On Thu, Dec 27, 2018 at 11:32:06AM -0800, Yang Shi wrote:
>On Wed, Dec 26, 2018 at 9:13 PM Dan Williams <[email protected]> wrote:
>>
>> On Wed, Dec 26, 2018 at 8:11 PM Fengguang Wu <[email protected]> wrote:
>> >
>> > On Wed, Dec 26, 2018 at 07:41:41PM -0800, Matthew Wilcox wrote:
>> > >On Wed, Dec 26, 2018 at 09:14:47PM +0800, Fengguang Wu wrote:
>> > >> From: Fan Du <[email protected]>
>> > >>
>> > >> This is a hack to enumerate PMEM as NUMA nodes.
>> > >> It's necessary for current BIOS that don't yet fill ACPI HMAT table.
>> > >>
>> > >> WARNING: take care to backup. It is mutual exclusive with libnvdimm
>> > >> subsystem and can destroy ndctl managed namespaces.
>> > >
>> > >Why depend on firmware to present this "correctly"? It seems to me like
>> > >less effort all around to have ndctl label some namespaces as being for
>> > >this kind of use.
>> >
>> > Dave Hansen may be more suitable to answer your question. He posted
>> > patches to make PMEM NUMA node coexist with libnvdimm and ndctl:
>> >
>> > [PATCH 0/9] Allow persistent memory to be used like normal RAM
>> > https://lkml.org/lkml/2018/10/23/9
>> >
>> > That depends on future BIOS. So we did this quick hack to test out
>> > PMEM NUMA node for the existing BIOS.
>>
>> No, it does not depend on a future BIOS.
>
>It is correct. We already have Dave's patches + Dan's patch (added
>target_node field) work on our machine which has SRAT.

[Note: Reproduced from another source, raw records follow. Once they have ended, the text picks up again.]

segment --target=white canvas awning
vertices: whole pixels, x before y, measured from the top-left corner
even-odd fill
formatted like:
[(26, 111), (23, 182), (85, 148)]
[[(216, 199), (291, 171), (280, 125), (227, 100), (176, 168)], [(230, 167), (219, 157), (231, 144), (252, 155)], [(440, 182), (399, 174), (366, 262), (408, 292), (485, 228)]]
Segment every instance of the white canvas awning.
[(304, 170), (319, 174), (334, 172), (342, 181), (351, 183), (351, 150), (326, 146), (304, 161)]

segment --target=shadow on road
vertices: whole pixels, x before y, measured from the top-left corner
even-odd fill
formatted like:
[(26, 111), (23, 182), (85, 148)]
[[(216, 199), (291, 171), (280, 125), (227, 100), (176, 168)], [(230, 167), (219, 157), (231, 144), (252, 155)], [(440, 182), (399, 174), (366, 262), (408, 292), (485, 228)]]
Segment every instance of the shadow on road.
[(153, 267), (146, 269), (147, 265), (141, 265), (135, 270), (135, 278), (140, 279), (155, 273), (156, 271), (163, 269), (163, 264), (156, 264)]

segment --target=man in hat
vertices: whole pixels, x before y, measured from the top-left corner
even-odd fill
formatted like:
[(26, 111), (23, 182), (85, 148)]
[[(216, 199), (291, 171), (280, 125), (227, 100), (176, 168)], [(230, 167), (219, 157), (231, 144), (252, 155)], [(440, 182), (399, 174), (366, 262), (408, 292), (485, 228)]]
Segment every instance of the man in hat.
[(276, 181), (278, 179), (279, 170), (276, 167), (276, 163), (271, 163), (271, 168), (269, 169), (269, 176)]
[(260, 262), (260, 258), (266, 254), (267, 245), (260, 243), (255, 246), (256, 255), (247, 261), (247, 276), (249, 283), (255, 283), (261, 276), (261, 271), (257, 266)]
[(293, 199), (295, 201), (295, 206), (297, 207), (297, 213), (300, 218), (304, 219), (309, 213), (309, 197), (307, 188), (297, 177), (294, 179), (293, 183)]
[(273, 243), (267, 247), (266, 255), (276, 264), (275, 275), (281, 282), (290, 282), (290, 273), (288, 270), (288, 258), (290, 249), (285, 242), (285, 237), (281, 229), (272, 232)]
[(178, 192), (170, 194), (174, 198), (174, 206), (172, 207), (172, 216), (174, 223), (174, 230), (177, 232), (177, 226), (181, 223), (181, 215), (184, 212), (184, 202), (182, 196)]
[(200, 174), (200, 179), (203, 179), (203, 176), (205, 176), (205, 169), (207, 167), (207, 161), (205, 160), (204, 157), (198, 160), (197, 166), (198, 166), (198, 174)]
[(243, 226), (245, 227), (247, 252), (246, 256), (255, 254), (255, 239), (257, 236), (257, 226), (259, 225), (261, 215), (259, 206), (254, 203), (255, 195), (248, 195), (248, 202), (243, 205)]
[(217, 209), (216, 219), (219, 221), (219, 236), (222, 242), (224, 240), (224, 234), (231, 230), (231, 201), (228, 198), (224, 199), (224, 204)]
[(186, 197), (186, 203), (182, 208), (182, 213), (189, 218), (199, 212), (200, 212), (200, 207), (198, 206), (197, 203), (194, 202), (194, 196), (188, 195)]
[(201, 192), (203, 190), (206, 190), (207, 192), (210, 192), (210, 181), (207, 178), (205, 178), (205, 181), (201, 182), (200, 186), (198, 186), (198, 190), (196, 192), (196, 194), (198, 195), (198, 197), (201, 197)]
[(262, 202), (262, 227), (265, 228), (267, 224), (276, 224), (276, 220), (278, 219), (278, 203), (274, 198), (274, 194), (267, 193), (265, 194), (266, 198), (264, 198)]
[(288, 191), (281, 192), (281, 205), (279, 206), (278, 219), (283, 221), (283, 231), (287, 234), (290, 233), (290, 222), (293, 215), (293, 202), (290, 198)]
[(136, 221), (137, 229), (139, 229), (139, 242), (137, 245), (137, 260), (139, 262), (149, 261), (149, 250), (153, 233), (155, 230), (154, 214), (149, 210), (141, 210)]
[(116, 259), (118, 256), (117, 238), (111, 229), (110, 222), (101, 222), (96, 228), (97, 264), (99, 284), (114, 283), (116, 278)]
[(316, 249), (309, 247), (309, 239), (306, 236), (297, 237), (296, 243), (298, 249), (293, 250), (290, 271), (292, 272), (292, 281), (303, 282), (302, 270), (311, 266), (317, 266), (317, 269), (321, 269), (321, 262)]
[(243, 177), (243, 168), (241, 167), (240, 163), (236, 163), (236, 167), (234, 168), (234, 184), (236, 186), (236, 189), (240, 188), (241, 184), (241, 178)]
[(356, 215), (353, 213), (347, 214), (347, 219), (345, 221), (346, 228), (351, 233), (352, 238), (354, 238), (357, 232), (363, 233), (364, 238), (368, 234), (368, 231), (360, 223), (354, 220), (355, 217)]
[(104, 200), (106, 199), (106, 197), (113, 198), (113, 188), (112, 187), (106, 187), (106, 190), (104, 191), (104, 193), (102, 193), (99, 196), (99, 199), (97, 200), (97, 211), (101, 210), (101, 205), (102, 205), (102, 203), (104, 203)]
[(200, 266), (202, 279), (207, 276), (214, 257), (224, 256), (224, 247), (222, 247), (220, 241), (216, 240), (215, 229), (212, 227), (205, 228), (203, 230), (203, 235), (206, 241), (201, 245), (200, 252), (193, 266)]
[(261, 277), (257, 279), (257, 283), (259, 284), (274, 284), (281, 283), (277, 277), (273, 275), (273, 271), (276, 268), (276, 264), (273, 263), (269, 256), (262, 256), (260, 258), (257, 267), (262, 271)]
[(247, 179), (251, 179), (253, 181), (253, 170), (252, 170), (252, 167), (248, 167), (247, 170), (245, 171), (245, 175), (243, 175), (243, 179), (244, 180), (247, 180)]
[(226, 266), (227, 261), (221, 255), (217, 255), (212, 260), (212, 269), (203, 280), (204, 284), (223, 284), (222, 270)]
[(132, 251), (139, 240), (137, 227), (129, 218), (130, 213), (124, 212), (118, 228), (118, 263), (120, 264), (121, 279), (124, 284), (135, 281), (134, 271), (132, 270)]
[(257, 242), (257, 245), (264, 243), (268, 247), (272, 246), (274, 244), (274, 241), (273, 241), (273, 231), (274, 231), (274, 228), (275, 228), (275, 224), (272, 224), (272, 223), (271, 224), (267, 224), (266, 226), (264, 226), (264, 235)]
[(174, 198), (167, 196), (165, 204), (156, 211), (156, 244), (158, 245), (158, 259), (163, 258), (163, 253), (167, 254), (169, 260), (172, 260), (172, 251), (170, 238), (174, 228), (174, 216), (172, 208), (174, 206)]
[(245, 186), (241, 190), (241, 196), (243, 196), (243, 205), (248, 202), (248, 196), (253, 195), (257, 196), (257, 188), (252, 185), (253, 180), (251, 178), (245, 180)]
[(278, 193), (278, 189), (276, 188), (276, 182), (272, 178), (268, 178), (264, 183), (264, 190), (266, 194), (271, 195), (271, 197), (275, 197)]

Thanks for the correction. It looks my perception was out of date.
So we can follow Dave+Dan's patches to create the PMEM NUMA nodes.

Thanks,
Fengguang

>>
>> Willy, have a look here [1], here [2], and here [3] for the
>> work-in-progress ndctl takeover approach (actually 'daxctl' in this
>> case).
>>
>> [1]: https://lkml.org/lkml/2018/10/23/9
>> [2]: https://lkml.org/lkml/2018/10/31/243
>> [3]: https://lists.01.org/pipermail/linux-nvdimm/2018-November/018677.html
>>
>